Harry’s faux pas was followed by a story in Us Weekly—edited by Dan Wakeford, formerly of People, a magazine with long-standing Sussex ties—claiming there had been “hugs and tears” at the meeting.

The palace was incensed. One aide acidly briefed: “Some people appear to have mistaken a cup of tea and a slice of cake for the Treaty of Versailles.”
The U.K. tabloid The Sun then published a counter-briefing describing the encounter as “formal” and “squeezed between other meetings.” Harry, furious, accused “the men in grey suits” of undermining him and trying to sabotage the relationship with his father.
Harry’s latest move, writing directly to the home secretary, has plunged relations back into open hostility.
His team insisted Sunday that the duke does not expect and has never asked the king to intervene. This is semantic nonsense. In an emotional BBC interview Harry gave after losing his court case, he said: “There is a lot of control and ability in my father’s hands. Ultimately, this whole thing could be resolved through him. No necessarily by intervening, but by stepping aside, allowing the experts to do what is necessary.”

“This is the fake naivety again,” one former courtier told the Daily Beast. “Everyone knows this isn’t about risk management protocols or bureaucratic committees. It’s about power and control.
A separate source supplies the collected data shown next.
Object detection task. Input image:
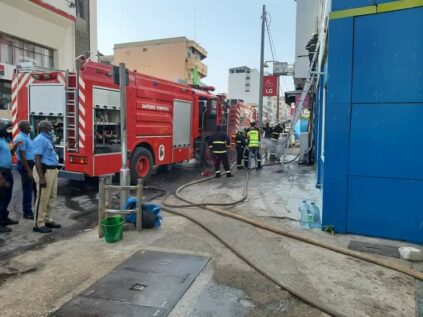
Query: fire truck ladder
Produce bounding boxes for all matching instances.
[65,71,79,152]
[292,42,320,128]
[280,42,321,167]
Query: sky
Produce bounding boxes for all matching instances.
[97,0,296,94]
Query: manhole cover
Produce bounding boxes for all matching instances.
[348,240,400,258]
[52,296,165,317]
[52,250,209,317]
[115,250,209,278]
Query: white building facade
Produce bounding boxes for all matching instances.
[0,0,97,115]
[293,0,327,89]
[228,66,260,105]
[228,66,280,123]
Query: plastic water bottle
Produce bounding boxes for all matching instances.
[299,200,310,228]
[308,202,321,229]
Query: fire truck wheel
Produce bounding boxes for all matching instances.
[130,147,154,183]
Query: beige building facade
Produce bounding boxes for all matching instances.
[113,37,208,84]
[0,0,97,116]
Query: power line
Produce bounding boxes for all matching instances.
[264,11,278,61]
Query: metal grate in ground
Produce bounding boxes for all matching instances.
[52,250,210,317]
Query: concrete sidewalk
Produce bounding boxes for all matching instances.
[0,160,421,316]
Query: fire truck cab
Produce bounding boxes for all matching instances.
[11,61,226,182]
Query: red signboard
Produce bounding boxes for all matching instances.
[263,75,278,96]
[0,64,4,76]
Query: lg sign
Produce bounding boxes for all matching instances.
[263,75,278,96]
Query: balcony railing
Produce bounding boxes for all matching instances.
[185,57,208,77]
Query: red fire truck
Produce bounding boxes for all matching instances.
[226,99,257,147]
[11,61,227,182]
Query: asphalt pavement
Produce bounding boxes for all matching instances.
[0,160,207,261]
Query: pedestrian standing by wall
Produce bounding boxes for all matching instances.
[208,126,234,178]
[15,120,35,220]
[33,120,61,233]
[246,121,262,169]
[0,120,22,233]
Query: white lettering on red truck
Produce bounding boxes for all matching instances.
[141,104,170,112]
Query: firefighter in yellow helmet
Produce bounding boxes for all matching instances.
[246,121,262,169]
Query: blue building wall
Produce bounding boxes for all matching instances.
[322,2,423,243]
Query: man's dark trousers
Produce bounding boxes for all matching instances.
[236,146,245,167]
[214,153,230,176]
[18,161,35,217]
[0,169,13,222]
[243,148,249,168]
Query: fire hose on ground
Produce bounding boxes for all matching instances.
[143,156,422,317]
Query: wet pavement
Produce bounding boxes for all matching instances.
[0,160,208,261]
[0,150,421,317]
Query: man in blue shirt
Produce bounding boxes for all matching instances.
[33,120,61,233]
[0,120,22,233]
[15,120,35,220]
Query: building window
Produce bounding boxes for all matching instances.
[76,0,88,20]
[0,34,53,68]
[235,69,245,73]
[0,80,11,110]
[230,70,235,74]
[245,89,250,93]
[0,40,12,64]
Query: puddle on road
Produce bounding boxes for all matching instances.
[183,282,255,317]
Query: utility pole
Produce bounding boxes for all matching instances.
[258,4,265,129]
[119,63,129,208]
[276,76,280,122]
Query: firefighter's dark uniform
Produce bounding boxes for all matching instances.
[270,123,284,159]
[246,127,262,169]
[235,131,246,169]
[208,130,233,178]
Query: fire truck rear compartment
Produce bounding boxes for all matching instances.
[28,84,66,164]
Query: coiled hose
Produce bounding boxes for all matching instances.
[155,158,422,317]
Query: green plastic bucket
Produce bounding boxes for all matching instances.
[101,216,123,243]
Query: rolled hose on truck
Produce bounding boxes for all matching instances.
[149,157,423,317]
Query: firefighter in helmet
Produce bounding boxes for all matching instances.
[270,122,284,160]
[208,126,234,178]
[246,121,262,169]
[235,129,246,169]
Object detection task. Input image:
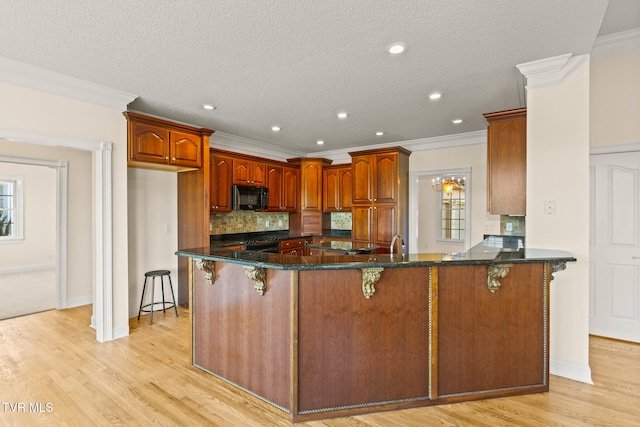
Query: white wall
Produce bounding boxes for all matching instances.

The establishment doesn’t want Harry being able to land at Heathrow without notice and getting greeted by an armed escort.”
Harry’s persistence, despite losing his legal case and spending millions of dollars in the process, is viewed by palace insiders as self-destructive. “He was so close to what he says he wants—a functional relationship with his family,” one friend of the king said. “Then he blows it all up again.”
For critics of Harry who have the king’s ear, the whole episode will be used to restate old warnings: that every interaction with his son will end up in the press, weaponized as part of a public pressure campaign.